Vogue des Marrons
Affiche de la Vogue des Marrons de 1851

La véritable histoire (méconnue) de la "vogue des marrons"

La dernière grande fête foraine lyonnaise, qui remonterait au 17e siècle, a débuté le 5 octobre et se poursuivra jusqu'au 11 novembre.

C'est une institution à Lyon, au même titre que les Pennons ou les lampions sous les fenêtres. Mais à la différence des deux autres, la Vogue des Marrons n'a pas d'origine précise ni de date patentée.

Si la date du 4 octobre 1851 est souvent mentionnée (en raison d'un arrêté du maire Auguste Cabias, dont une copie se promène sur la toile (lire plus loin), en réalité, il semblerait que les origines soient plus lointaines.

Un article de (feu) Robert Luc, mémoire vivante de l’histoire des canuts et de la Croix-Rousse, écrivain, historien, conférencier, guide et reporter au Progrès mentionne la monarchie. C'est le Guichet du Savoir (le service gratuit de la bibliothèque municipale de Lyon) qui a débusqué l'article.

"150 ans ? Allons donc ! C'est bien trop jeune. Il faut remonter au XVIIe siècle pour assister à sa naissance." souligne l'auteur. "Il faut attendre la destruction des remparts et leur remplacement par l'actuel boulevard de la Croix-Rousse, en 1866 pour avoir une vogue proche de l'actuelle."

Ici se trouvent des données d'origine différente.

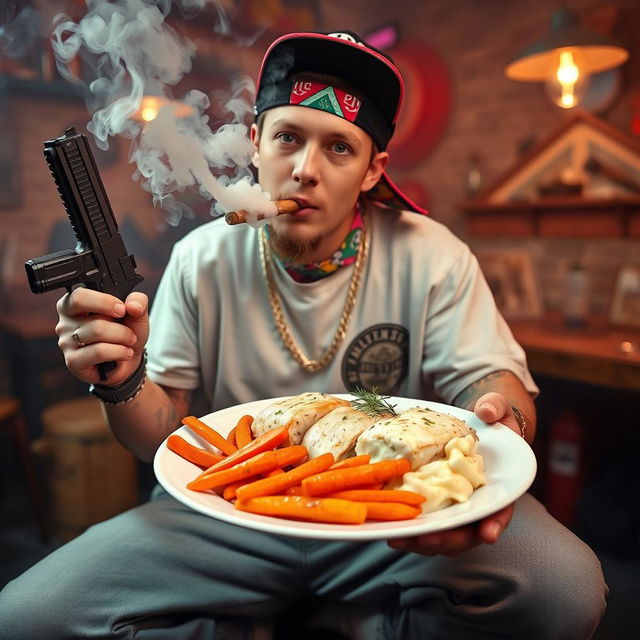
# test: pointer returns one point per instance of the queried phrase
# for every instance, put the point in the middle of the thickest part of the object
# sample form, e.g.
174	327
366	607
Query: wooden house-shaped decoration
584	181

La Croix-Rousse "lieu incontesté du loisir"

On parlait alors de "fête baladoire". La Croix-Rousse est alors "le lieu incontesté du loisir avec ses 24 fêtes baladoires" écrit Alexandre Nugues-Bourchat dans sa thèse Représentations et pratiques d'une société urbaine : Lyon 1800-1880. L'expression de fête baladoire était alors le plus couramment employé dans la première moitié du siècle avant d’être supplanté par celui de vogue.

 "La fête populaire lyonnaise par excellence était la fête baladoire ou vogue, variante régionale de la fête foraine. A l’origine organisée par la population et notamment les jeunes, elle était l’expression festive d’un quartier accueillant pour quelques jours toute la ville. En déshérence au milieu du siècle, elle fut remise au goût du jour par le pouvoir impérial et fut désormais de plus en plus organisée par des professionnels ; malgré tout, elle restait entièrement investie par le peuple qui ne se lassait pas du spectacle. Nous dirons également un mot du carnaval et des brandons, qui tinrent une place importante dans la cité avant de disparaître peu à peu après 1848."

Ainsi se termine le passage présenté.